I'm trying to solve the following Fredholm integral equation of the 2nd kind:
$$u(x)=f(x)+\lambda\int_{0}^{1}x^4y^2u(y)dy, 0<x<1$$ where $f(x)$ is given, $u(x)$ is the unknown function.

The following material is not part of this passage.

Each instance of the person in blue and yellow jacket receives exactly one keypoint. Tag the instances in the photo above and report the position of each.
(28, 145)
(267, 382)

This is what I've done so far:
$u(x)=f(x)+ax^4$
$\Rightarrow a=\lambda\int_{0}^{1}y^2u(y)dy=\lambda\int_{0}^{1}y^2[f(y)+ay^4]dy=\lambda\int_{0}^{1}y^2f(y)dy+a\lambda\int_{0}^{1}y^4dy=\lambda\int_{0}^{1}y^2f(y)dy+\frac{a\lambda}{5}$
$\Rightarrow a=\frac{\lambda}{1-\frac{\lambda}{3}}\int_{0}^{1}y^2f(y)dy$
$\Rightarrow u(x)=f(x)+x^4\frac{\lambda}{1-\frac{\lambda}{3}}\int_{0}^{1}y^2f(y)dy$
I'm not really sure where to go from here or even if what I have done so far is correct. If it's correct, how do proceed from here? If it's wrong, what have I done wrong/what should I be doing instead?
$$u(x)=f(x)+x^4\lambda\int_{0}^{1}y^2u(y)dy\tag 1$$ $$u'(x)=f'(x)+4x^3\lambda\int_{0}^{1}y^2u(y)dy=f'(x)+\frac{4}{x}\big(u(x)-f(x)\big)$$ $$u'(x)-\frac{4}{x}u(x)=f'(x)-\frac{4}{x}f(x) \tag 2$$ $f'(x)-\frac{4}{x}f(x)$ is a known function.
Eq.$(2)$ is a first order linear ODE. I suppose that you can take it from here.